Systems Navigator - Pinecrest-Queensway Community Health Centre
Status: Contract until March 2022
Application deadline: Until filled
Who are we?
Pinecrest-Queensway Community Health Centre is an innovative community based, multi-service center. We strive to meet the needs of the diverse communities we serve. We work in partnership with individuals, families, and communities to achieve their full potential, paying particular attention to those who are most vulnerable and at risk. PQCHC is an equal opportunity employer and values diversity in its workforce. If at any stage in the selection process you require an accommodation due to a disability, Please let us know the nature of the required accommodation.
The Systems Navigator is the first point of contact for many new clients. The Navigator’s overall objective is to assess client needs and connect the client with the resources to meet those needs within PQCHC and/or in the broader health care community.
The Navigator performs a comprehensive intake assessment to enable appropriate referral and works to develop client engagement in referral plan development. The Navigator works in collaboration with Pinecrest -Queensway Community Health Centre /South Nepean satellite staff as well as the external community, healthcare, and other support services. He/she also has solid experience and knowledge of the Centre’s population including its social, cultural, and demographic pattern.
The Systems Navigator will also support clients who have been referred through the Health Links process where appropriate.
The responsibilities of this position may evolve based on the changing guidelines related to the COVID 19 pandemic and emerging needs of the community.
- Respond to enquiries and referrals from individuals, service providers and external agencies.
- Complete assessments working with the client, family and other members of the team, to identify client needs. Strive to provide the appropriate level of service based on the intensity of need.
- Assist clients to develop self-sufficiency and resiliency to meet their own needs by understanding their options and the resources available.
- Consult with clients to match them with and refer them to the most appropriate available services and supports, using information obtained through the screening and assessment processes.
- Encourage clients to engage in treatment/services and motivate them to seek helpful community resources while waiting for treatment/services.
- Establish and maintain inclusive and respectful therapeutic relationships with clients to facilitate commitment to adhering to care plans.
- Collaborate with clients to enhance motivation to engage in and follow-up on the referral process.
- Record all clients’ interactions in an objective and accurate manner that reflects organizational protocols and established regulatory practices.
- Identify clients who may be at risk of suicide, self-harm, harming others or where child safety is of concern to refer them accordingly.
- Adhere to protocols and agreements between the Navigators Team and other relevant agencies and organizations.
- Function as an information resource for clients, families, health care providers and other community partners.
- Perform any other related duties as assigned.
Health Links Care Coordination
- Facilitate the development and implementation of the health link care co-ordination plans as appropriate.
- Liaise with clients, caregivers, and other health services providers in the development of client –driven coordinated care plans.
- Serve as a point of contact for referring professionals, clients, caregivers and health and/or social services organizations.
- Monitor referral status of clients.
- Prepare referral reports with sufficient clarity, accuracy and level of details for agencies to make an informed decision.

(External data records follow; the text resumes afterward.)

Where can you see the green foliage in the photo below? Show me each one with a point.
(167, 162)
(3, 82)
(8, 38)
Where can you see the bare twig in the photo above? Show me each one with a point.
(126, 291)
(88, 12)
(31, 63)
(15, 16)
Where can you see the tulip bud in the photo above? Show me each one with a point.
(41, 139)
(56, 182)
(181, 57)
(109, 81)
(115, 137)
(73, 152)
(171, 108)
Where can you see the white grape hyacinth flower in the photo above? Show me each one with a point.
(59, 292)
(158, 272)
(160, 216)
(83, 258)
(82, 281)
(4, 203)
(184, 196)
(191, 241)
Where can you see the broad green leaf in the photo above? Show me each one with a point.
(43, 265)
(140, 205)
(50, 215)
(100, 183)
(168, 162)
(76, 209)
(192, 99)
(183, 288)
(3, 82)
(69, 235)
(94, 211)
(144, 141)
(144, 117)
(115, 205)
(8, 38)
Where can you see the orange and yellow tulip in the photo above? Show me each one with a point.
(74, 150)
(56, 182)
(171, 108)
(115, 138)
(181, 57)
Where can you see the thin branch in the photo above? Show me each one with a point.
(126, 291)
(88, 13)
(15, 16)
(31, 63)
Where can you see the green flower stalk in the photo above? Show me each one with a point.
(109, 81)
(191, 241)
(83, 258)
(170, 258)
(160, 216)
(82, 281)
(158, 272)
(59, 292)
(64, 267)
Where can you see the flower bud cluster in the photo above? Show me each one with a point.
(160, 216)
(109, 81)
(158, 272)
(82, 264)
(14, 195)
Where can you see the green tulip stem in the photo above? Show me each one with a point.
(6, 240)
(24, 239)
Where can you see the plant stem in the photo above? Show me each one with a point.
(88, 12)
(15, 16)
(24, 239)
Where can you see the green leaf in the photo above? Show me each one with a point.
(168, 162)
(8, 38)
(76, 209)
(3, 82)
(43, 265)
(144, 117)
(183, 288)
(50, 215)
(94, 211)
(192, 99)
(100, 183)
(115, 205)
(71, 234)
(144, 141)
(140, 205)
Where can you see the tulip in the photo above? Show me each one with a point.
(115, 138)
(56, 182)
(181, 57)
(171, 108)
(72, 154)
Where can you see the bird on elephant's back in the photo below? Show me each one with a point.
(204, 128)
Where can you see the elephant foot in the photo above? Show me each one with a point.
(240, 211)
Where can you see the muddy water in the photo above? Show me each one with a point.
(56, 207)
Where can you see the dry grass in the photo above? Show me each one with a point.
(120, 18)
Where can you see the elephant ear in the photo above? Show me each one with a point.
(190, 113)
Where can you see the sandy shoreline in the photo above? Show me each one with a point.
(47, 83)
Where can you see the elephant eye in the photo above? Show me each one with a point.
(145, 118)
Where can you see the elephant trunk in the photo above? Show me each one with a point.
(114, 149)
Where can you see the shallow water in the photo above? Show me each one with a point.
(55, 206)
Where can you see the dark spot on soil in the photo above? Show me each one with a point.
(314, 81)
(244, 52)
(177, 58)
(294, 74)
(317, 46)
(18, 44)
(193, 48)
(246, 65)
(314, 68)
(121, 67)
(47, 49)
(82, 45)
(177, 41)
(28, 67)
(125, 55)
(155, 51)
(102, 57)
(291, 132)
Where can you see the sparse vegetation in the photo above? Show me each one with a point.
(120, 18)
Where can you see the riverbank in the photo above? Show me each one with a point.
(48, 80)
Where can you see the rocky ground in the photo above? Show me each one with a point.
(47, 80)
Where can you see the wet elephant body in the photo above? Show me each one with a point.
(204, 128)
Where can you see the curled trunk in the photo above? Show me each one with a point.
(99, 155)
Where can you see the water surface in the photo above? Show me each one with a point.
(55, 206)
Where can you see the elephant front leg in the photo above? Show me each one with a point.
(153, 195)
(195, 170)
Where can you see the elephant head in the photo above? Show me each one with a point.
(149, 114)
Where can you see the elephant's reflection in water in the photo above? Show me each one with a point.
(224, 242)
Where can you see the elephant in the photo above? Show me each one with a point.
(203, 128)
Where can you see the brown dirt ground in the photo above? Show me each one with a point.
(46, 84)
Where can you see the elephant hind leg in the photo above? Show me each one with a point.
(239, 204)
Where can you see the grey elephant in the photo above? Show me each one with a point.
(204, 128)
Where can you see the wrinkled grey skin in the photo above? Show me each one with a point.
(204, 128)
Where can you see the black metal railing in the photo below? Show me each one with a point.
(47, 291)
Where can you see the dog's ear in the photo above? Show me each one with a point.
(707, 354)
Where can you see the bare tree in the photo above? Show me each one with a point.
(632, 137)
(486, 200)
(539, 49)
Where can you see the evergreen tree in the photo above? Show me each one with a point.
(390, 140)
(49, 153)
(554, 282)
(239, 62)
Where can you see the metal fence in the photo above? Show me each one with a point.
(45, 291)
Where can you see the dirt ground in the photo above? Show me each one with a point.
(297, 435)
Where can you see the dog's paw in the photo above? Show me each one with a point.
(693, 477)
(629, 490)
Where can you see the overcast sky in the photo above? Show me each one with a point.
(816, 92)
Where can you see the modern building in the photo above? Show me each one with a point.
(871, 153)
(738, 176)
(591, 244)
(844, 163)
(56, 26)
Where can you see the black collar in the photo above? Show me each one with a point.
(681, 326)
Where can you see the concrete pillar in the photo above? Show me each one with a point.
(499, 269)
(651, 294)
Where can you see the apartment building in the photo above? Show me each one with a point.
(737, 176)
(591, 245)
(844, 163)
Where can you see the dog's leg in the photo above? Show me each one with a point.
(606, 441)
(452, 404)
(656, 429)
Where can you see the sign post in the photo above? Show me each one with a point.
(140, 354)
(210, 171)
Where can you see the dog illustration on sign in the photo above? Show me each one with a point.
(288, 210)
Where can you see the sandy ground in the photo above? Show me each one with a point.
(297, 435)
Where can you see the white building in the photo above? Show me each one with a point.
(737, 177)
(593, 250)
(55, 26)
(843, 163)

- Participate in clients case conferences with specific challenges in matching clients’ needs and services.
- Maintain a network of referral sources appropriate to the clients’ needs.
- Advocate with referral agencies on behalf of clients when appropriate.
- Ensure client follow-up until they are referred to appropriate services or agencies.
Collaboration and External Partners (Outreach)
- Conduct outreach and establish constructive relationships with a broad range of external services, such as Community Houses, immigrant serving agencies, and addiction and mental health services, and use these relationships to facilitate clients’ access.
- Work collaboratively with CHT staff and external partners to support clients to achieve their goals and participate in case conferences where appropriate.
- Work closely with the Professional Practice Leader to refine and improve processes, identify gaps in service and potential solutions.
- Degree in health or social sciences from a recognized university or an equivalent combination of education and experience.
- At least five years’ experience working with disadvantaged, vulnerable or at-risk clients.
- Demonstrated experience working across the continuum of community services in the Champlain region.
- Demonstrated experience and expertise in interviewing and assessing client needs.
- Experience with application of a variety of screening and assessment procedures and tools.
- Experience with care coordination.
- Experience working in neighborhood-based settings.
- Professional certification or relevant membership to a professional organization is a strong asset.
- Other languages, in particular French, Arabic and Somali, are an asset.
- Must possess a car and a valid driver license to perform assessments at different locations within the community.